После нетопленой кельи, не успев отогреться у недолгого огня, парень издрог на ветру и сейчас с завистью думал о ночлеге на теплой печи. Как етто татары могут в таку-то непогодь да в степу, хоша и в юрте ихней? Ни вжисть бы не смог!
Он спустился почти ощупью берегом Неглинной, более доверяя чутью коня, чем своему собственному, миновал торговые ряды, где его хрипло окликнула ночная сторожа, вновь поднялся в гору и наконец достиг ворот Кремника. В стороже были свои, знакомые кмети, и озябшего Никиту, приоткрыв тяжелую створу ворот, сразу пропустили внутрь Кремника. Тут, в тесноте улиц и тупиков, ветер не так доставал. Протасьев терем темною громадой с мерцающими кое-где, словно глаза неведомого зверя, оконцами как-то вдруг и разом вырос перед ним.

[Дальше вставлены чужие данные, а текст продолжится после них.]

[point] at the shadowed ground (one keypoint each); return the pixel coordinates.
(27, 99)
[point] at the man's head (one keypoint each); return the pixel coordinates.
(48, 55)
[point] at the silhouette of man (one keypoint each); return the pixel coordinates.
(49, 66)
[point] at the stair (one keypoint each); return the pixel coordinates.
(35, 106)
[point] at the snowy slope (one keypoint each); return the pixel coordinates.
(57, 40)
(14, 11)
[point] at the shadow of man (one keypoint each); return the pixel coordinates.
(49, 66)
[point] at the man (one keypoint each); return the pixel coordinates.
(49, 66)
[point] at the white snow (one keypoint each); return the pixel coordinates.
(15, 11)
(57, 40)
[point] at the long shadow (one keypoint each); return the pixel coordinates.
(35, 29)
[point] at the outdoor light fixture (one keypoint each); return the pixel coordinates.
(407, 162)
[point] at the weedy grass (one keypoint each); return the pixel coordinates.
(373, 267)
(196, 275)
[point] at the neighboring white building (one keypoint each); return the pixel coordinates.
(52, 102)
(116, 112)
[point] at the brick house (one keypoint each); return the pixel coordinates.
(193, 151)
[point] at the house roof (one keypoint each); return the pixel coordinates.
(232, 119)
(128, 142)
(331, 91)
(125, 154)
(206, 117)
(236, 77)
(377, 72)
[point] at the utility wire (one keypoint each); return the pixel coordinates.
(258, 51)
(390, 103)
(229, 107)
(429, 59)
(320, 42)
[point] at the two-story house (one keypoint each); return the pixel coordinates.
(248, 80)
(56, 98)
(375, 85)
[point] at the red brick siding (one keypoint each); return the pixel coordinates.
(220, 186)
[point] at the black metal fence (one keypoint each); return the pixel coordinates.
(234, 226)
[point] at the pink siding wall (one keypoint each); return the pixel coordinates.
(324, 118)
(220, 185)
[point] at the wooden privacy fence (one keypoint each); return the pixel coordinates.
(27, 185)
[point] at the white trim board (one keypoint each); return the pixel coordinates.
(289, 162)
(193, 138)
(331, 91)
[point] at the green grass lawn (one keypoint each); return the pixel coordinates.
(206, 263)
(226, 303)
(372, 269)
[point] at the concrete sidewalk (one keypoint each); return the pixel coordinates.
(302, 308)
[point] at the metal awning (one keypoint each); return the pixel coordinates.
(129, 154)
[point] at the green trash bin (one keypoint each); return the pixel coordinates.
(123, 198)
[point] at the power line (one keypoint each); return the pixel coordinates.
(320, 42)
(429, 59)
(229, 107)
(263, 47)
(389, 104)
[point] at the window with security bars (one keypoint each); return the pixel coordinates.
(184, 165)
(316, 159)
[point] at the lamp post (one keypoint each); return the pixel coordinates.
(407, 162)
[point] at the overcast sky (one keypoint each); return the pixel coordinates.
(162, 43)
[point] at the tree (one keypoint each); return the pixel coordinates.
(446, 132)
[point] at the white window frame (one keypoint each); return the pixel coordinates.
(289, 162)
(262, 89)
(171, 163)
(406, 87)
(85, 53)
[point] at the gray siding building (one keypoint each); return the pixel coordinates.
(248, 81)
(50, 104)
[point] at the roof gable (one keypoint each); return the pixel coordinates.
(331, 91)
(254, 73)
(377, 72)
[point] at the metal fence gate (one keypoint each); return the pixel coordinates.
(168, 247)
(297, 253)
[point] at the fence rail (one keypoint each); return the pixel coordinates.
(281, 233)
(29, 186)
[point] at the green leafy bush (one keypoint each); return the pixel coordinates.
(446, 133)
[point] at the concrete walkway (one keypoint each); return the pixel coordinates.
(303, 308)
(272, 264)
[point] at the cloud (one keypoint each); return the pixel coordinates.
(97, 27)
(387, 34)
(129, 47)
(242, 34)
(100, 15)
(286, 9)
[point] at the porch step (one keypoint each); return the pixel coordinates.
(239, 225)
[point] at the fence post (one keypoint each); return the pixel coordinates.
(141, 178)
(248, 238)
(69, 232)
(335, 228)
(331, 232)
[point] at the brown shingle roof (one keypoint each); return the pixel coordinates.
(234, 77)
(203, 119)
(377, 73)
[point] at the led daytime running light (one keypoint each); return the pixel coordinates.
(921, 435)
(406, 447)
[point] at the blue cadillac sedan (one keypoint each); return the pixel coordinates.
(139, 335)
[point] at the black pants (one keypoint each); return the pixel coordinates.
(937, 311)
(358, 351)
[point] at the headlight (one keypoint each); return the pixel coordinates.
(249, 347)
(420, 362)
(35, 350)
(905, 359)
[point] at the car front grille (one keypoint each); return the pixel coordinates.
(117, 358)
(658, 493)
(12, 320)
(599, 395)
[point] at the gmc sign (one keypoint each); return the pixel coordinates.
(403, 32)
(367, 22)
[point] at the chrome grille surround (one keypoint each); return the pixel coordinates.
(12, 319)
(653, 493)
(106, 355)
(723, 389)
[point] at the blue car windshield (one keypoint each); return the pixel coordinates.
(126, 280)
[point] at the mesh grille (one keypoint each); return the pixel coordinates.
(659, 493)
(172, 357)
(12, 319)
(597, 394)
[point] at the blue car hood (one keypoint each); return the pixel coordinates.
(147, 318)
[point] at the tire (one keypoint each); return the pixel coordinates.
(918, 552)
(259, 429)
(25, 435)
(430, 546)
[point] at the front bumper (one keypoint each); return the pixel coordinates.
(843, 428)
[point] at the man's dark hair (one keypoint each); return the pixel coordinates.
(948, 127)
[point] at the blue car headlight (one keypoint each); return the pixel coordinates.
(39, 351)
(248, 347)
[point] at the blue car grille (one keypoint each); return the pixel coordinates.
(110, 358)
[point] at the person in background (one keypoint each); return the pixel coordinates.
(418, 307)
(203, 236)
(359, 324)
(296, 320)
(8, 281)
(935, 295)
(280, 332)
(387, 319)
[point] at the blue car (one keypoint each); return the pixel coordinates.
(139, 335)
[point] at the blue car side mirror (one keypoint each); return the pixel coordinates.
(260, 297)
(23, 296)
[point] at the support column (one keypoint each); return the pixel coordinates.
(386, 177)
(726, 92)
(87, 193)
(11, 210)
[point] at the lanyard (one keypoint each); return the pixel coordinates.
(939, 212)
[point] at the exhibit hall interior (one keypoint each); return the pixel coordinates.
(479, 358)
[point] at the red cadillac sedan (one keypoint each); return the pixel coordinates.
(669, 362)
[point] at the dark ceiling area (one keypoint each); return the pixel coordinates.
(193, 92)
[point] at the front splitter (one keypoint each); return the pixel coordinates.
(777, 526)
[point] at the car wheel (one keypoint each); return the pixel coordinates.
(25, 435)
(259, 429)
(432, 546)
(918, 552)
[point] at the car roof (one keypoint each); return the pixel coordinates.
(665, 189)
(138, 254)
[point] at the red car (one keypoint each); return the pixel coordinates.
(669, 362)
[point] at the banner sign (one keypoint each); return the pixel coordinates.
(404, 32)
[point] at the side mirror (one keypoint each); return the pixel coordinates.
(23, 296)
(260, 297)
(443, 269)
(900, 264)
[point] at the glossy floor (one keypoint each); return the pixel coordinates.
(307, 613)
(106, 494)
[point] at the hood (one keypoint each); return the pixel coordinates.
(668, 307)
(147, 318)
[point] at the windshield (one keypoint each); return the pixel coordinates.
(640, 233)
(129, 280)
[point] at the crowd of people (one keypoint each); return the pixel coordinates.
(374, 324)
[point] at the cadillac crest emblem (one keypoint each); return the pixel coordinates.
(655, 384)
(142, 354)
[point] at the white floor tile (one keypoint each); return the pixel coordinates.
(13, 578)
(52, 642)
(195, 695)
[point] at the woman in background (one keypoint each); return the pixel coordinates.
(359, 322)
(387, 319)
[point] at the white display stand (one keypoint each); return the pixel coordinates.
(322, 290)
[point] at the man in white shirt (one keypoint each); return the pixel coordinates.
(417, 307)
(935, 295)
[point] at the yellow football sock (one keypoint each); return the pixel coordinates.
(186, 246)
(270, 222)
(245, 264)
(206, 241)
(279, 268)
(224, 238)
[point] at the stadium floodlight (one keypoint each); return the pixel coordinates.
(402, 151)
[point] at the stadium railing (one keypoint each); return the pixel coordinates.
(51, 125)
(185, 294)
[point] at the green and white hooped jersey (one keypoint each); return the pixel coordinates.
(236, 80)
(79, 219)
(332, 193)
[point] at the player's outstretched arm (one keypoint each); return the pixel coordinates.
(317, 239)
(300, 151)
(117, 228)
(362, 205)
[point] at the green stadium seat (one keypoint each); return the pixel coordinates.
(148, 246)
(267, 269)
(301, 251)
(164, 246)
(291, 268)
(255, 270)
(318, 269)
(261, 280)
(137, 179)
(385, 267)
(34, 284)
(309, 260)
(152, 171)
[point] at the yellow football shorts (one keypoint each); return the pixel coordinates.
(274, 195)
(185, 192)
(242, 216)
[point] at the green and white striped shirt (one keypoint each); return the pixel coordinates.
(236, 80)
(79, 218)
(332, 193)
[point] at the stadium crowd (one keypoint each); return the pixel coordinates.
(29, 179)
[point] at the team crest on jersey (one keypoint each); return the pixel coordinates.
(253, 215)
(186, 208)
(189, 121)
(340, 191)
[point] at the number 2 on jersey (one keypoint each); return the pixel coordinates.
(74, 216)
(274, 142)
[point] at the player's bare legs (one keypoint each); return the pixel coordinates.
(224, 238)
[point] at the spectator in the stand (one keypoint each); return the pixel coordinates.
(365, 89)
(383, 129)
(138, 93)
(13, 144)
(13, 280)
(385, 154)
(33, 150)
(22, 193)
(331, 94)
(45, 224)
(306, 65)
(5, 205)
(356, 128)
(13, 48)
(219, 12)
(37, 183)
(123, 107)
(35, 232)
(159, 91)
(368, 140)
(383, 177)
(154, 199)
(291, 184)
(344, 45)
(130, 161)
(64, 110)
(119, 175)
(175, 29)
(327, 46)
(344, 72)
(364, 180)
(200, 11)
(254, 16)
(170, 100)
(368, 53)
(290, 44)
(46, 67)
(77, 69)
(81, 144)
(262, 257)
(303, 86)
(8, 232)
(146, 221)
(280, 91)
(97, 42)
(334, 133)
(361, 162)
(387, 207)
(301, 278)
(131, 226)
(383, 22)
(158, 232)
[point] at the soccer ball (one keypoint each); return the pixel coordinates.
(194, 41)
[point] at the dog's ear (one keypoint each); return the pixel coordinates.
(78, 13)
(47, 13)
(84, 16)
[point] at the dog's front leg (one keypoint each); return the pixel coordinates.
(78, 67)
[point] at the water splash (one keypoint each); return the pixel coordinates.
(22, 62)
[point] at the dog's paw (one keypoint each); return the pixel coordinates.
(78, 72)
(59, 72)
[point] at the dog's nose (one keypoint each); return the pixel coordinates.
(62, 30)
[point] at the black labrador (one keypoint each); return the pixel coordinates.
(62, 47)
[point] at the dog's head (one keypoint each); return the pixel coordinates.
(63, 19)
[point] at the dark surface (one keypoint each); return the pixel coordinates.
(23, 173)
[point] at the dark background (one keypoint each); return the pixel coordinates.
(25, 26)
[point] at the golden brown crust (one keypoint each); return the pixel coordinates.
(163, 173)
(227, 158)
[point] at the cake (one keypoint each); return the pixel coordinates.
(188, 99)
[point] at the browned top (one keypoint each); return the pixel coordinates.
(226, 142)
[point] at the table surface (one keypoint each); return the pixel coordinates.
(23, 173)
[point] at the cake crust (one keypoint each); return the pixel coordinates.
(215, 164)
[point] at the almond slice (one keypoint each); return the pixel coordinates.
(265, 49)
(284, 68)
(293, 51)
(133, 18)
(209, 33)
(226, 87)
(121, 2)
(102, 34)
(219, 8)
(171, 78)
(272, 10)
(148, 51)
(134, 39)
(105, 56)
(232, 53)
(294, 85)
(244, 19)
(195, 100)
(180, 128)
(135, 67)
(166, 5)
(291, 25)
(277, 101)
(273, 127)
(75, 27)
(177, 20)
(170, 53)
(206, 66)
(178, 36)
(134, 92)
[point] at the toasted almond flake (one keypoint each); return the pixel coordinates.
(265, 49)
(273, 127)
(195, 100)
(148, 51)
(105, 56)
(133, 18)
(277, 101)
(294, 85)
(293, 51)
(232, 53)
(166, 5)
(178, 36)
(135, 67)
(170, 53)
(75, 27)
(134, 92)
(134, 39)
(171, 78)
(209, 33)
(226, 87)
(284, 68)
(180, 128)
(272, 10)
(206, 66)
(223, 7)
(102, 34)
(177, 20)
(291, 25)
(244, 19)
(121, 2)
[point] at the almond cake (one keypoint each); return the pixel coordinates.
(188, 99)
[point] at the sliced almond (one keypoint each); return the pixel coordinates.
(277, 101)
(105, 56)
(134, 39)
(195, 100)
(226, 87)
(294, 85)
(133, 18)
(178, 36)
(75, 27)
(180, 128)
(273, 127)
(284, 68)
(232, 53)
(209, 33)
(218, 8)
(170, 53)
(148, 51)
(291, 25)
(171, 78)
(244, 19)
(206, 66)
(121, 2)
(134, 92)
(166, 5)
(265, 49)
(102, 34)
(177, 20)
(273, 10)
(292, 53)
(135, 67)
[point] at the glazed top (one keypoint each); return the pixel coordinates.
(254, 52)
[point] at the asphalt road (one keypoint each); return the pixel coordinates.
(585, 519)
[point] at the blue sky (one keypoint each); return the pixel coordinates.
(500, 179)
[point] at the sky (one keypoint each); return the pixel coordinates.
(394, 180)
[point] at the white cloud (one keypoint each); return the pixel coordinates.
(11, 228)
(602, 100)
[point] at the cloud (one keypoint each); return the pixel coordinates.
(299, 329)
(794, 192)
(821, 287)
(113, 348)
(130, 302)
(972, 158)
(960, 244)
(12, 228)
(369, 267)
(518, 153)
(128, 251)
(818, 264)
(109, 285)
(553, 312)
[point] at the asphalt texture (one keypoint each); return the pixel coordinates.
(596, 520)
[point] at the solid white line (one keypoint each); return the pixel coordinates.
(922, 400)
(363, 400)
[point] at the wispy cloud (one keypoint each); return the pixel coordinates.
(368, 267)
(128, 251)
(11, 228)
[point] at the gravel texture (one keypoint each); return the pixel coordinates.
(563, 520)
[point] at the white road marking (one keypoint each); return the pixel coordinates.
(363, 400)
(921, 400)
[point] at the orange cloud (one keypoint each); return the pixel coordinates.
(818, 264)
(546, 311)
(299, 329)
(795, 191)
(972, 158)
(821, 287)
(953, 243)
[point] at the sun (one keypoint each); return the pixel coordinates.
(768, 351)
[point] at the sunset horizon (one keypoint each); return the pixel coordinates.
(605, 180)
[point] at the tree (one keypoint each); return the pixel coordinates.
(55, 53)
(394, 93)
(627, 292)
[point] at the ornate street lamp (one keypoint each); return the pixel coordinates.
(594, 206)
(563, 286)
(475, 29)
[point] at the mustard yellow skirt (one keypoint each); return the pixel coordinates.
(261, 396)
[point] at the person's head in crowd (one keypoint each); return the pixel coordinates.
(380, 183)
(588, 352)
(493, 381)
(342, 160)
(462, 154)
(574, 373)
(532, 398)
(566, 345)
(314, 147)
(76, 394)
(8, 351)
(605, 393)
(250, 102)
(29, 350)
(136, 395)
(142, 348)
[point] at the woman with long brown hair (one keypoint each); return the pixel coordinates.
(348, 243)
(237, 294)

В воротах Никиту задержали незнакомые кмети, и он долго не мог взять в толк, зачем и почто, пока не догадал, что в гостях у Василья Протасьича сидит сам великий князь Семен. Передав через слугу, что явился, Никита, впущенный в конце концов во двор, отвел коня под навес, засыпал ему овса, а сам полез в челядню, в дымное людное тепло, к поздним щам и хлебу, с невольною завистью представив на миг, как князь Семен, с которым он на пожаре стоял бок о бок и даже разговаривал, сидит сейчас за праздничным столом в повалуше и каких там только нету яств и питий! А он, Никита, здесь, в толпе холопов и слуг, где пахнет дымом, кожей, щами, сохнущими онучами, немытыми телами мужиков и всем тем, чем всегда пахнет в любой челядне… Батько и то, хошь и мних, а вона с какими людями дружбу водит!
Туда бы, наверх! В боярски хоромы… Хоша на нижних столах при князе Семене посидеть! А то так и будешь всю жисть на подхвате…
Впрочем, отогревшись и влив в себя миску щей, Никита уже не так мрачно смотрел на судьбу, а когда выяснил, что и переночевать можно тут, на горячей печи, не отправляясь в неприбранную хоромину, где матка будет опять ворчать непутем, нудя скорей ожениться, повеселел совсем. Будет и на его улице праздник, будет когда ни то и у него, как у покойного деда, своя, пока еще неведомая княжна!
Он уже спал, по-детски причмокивая во сне, когда великий князь Семен, излиха припозднивший в гостях, только еще намеривал встать из-за стола. Стойно Никите, ему тоже совсем не хотелось домой, но остаться, как простой кметь, в чужих хоромах, залезть на чью-то печь, сунув под голову сапоги и растворив горечь сердца в дымном, чужом и добром ночлеге, заснуть, не чая забот грядущего дня, великий князь московский, увы, не имел права.